Mais pourquoi ne réorienterons-nous pas celle-ci pour que les paysans, quand ils travaillent pour leur intérêt privé, soient incités à mettre en oeuvre les systèmes de culture et d’élevage les plus conformes à l’intérêt général ? A l’heure où nos médecins s’inquiètent des effets de la présence de résidus pesticides dans notre alimentation et notre eau de boisson, ne conviendrait-il pas de promouvoir la production de denrées à haute valeur sanitaire, gustative et environnementale ?

Fertilisation biologique

Quitte à taxer l’emploi des produits pesticides et celui des engrais azotés de synthèse, coûteux en énergie fossile et très émetteurs en gaz à effet de serre (protoxyde d’azote).
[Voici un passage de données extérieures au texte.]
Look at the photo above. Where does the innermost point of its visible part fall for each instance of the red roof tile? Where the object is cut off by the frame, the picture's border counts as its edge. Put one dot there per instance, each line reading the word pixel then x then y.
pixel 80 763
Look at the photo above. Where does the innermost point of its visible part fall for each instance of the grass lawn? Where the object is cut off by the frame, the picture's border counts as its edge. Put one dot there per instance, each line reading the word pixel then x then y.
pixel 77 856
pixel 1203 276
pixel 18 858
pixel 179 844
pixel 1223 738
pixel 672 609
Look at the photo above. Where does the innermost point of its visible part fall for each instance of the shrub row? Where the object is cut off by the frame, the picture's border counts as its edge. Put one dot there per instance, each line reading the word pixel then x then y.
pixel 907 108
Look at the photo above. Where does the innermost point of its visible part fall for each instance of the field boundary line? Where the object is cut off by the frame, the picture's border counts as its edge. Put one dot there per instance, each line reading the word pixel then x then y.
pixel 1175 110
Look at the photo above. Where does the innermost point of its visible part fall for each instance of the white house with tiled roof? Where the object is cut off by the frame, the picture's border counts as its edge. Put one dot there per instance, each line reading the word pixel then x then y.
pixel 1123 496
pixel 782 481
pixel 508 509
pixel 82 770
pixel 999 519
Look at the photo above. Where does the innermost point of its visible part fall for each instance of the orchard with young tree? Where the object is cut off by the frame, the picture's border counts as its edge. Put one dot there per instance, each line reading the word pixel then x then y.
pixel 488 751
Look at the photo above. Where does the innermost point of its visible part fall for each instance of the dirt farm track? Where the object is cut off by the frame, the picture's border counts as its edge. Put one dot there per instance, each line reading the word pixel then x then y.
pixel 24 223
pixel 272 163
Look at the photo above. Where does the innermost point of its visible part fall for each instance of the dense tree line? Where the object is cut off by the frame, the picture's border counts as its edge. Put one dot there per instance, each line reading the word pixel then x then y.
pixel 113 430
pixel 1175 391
Quitte aussi à rémunérer les agriculteurs pour leurs éventuels services environnementaux : séquestration du carbone dans la biomasse végétale et l’humus des sols, réintégration de légumineuses (luzerne, trèfle, pois, féveroles, haricot, etc.) dans nos assolements en substitution du soja importé ; recours à la fertilisation biologique de nos plantes en utilisant des champignons mycorhiziens ou à des bactéries fixatrices de l’azote de l’air, plantation de haies pour éviter les ruissellements et héberger les coccinelles prédatrices des pucerons ravageurs, etc.

Il nous faudrait promouvoir aujourd’hui une agriculture moins industrielle, c’est-à-dire plus artisanale, plus soignée, plus respectueuse de l’environnement mais aussi plus intensive en emplois. Il convient, pour ce faire, de réorienter au plus vite les aides de la PAC (actuellement concédées en proportion de la surface) afin que nos paysans, droits dans leurs bottes, puissent être correctement rémunérés, en échange de bons produits et de services d’intérêt général, et ne plus devoir sans cesse mendier des subventions sans grand effet sur les systèmes de production agricole.